Much of the information presented in the Cooked Netflix series won't be new to foodies who follow Pollan's work. It touches on the rise of industrialization and processed food, the beneficial gut microbes that thrive when we eat fermented food, and the importance of eating meat that came from ethically treated animals. However, even viewers obsessed with health food trends will be seduced by the series' vibrant scenes, which provide a glimpse of how cultures around the world make—and break—their proverbial bread. 

We're told that the United States spends less time on cooking than any other nation in the world, and Pollan stresses that "time is the missing ingredient in our recipes and in our lives." Yet the series doesn't offer viewers detailed advice about how to increase how much they cook. Cooked offers only a few general tips, such as doing meal prep on Sundays.

Pollan got blowback for an essay he wrote in the New York Times in 2009 that suggested that Betty Friedan's 1963 The Feminine Mystique got women out of the kitchen and was linked to the decline of home cooking. In Water, the episode that addresses the realities of processed foods and the restaurant industry, Pollan and director Caroline Suh said they were careful how they approached the issue.

"The collapse of cooking can be interpreted as a byproduct of feminism, but it's a lot more complicated and a lot more interesting than that," Pollan said in an interview. "Getting it right in the film took some time, but it was important to tell the story of the insinuation of industry into our kitchens, and show how the decline of cooking was a supply-driven phenomenon."

Richard Bourdon makes his sourdough with three ingredients: wheat, water, and salt.

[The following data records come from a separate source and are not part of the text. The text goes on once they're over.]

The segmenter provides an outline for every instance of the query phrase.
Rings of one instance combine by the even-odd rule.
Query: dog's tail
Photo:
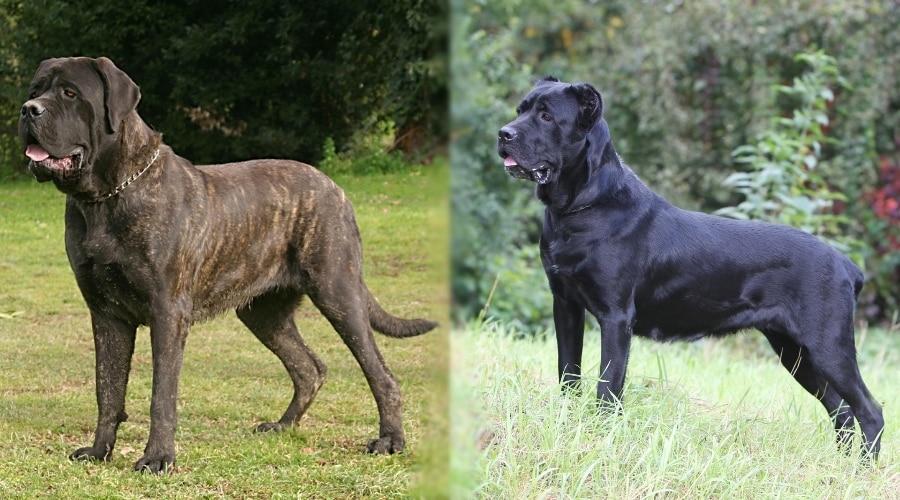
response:
[[[859,266],[849,258],[844,257],[843,264],[844,269],[847,271],[847,277],[853,282],[853,300],[859,299],[859,293],[862,292],[863,285],[866,282],[866,276]]]
[[[369,323],[376,331],[398,339],[415,337],[438,326],[436,321],[398,318],[389,314],[381,308],[381,305],[372,296],[372,292],[369,292]]]
[[[850,275],[853,277],[853,297],[858,299],[859,292],[862,291],[866,278],[863,272],[858,267],[856,267],[856,265],[853,265],[851,267],[852,271]]]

Photo courtesy of Netflix.

Whether it's men or women who wear the apron, the message of Cooked is clear—we should make home-cooked meals a habit, for our bodies and for our souls. 

Jessica Prentice, author of Full Moon Feast and coiner of the term "locavore," once wrote that if someone cannot drive we find it incomprehensible, yet if someone admits to not knowing how to cook, we see it as normal.

Cooked aims to get us back in the driver's seat.

"Is there any practice less selfish," Pollan asks in Cooked, "any time less wasted than preparing something nourishing and delicious for the people you love?"

The series premiered at the Berlin Film Festival on February 16 and on Netflix on February 19.